До евроопта было рукой подать. От российского посольства, молчаливого уголка безопасности за Комсомольским озером, до вожделенного магазина, где ждали своего часа многочисленные продукты питания, их отделял только небольшой парк и та самая сотня живых мертвецов.
- Ебалово, - тихо, почти беззвучно, не громче шороха своих кроссовок прошептал Сергей.
Они все так сейчас говорили. А чаще вообще перебрасывались короткими жестами.
Казалось бы, магазины давно должны быть разорены и растасканы многочисленными выжившими. Только вот выживших становилось с каждым днем все меньше. А магазины стояли себе спокойно, а иногда даже и безлюдно. Оно и правильно, уважающему себя уебищу в магазине делать нечего. Только вот толпы действовали немного иначе.
Они целенаправленно собирались в каком-то месте - и если магазин еще можно было понять, все-таки, туда рано или поздно заявится порция свежего мяса, - то толпу возле Софийского собора Сергей даже не пытался объяснить. И даже когда собор сгорел, они все равно тащились к нему, становились рядом, и молчали.
Набожные мертвяки - это что-то, блядь, вообще запредельное. Впрочем, даже эти ошметки благочестия с них слетали мгновенно, стоило лишь обозначить, что где-то неподалеку обитает что-то вкусное, теплое, живое. Уж хрен его знает, как на уебищ действовал старый добрый опиум для народа, но вот опиум живой плоти они втягивали в себя, как любой наркоша долгожданную дозу.
Но они с Майей уже провели здесь достаточно времени.
Майя искала пути подхода. Можно было подождать - уебища иногда сходили с места, какой-нибудь незадачливый трупак топал в сторону, спотыкался, отчаянно вопил, и толпа приходила в движение. И вся эта орда, сраная конгломерация, ебучая толпа шла следом, тихонько подвывая. И перемещалась тихонько. неуклюже, даже растерянно, как тогда, от кафе на Свислочи на Зыбицкую, ну а оттуда хоть в ад на броненосце.
В новом мире у Зыбицкой была довольно хреновая репутация. Впрочем, и в старом тоже. Только тогда она очаровывала, влекла, а сейчас Майя знала, что что угодно - только не на Зыбицкую. Если понадобится, она сама себе кишки выпустит. Только бы не так, как с Алесей.

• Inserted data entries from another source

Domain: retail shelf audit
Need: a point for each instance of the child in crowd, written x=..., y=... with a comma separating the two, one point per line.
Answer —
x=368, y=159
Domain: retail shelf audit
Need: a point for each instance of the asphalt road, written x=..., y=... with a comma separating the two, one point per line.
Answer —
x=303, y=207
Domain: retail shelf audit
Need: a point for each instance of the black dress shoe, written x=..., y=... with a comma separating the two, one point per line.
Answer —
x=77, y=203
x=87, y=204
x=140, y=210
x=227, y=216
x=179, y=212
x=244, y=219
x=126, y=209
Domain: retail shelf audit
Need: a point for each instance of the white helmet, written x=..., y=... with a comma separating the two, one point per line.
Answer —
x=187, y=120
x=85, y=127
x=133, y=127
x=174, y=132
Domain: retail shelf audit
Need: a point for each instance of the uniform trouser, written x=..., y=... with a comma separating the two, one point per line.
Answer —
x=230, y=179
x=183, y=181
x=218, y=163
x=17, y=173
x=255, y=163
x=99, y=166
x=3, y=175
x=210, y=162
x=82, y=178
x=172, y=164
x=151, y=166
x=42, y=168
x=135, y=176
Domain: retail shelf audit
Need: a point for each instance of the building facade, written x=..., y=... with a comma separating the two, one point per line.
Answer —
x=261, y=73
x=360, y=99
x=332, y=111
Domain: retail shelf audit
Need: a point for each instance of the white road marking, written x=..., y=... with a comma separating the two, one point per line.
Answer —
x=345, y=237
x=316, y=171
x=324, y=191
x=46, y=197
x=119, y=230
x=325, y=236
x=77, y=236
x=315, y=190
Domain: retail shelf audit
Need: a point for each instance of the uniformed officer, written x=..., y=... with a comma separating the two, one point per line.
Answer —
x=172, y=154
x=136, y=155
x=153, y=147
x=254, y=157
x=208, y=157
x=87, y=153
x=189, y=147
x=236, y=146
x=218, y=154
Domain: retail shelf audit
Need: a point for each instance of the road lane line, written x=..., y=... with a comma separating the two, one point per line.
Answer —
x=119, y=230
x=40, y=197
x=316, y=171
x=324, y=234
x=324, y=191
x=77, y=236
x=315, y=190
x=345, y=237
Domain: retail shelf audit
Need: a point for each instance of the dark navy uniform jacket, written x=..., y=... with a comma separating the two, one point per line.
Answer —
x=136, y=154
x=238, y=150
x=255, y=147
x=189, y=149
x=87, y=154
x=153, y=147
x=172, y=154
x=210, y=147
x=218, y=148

- Дохрена их стало, - заметил Сергей.
- Угу, - согласилась Майя.
Немига была не самым поганым местом. Большие здания, относительно мало народу. Большие здания - больше лута. Это слово, лут, ей привил Коля, склеивший ласты месяц назад. Добыча, то есть. Мало народу - меньше зубастых любителей помешать им добывать тот самый лут. Уебищ тут, конечно, было дохрена и трошки. Но их сейчас по всему городу было ровно столько же, а кое-где сверху еще вагон и маленькая тележка. Но с Немиги выжившие предпочитали валить.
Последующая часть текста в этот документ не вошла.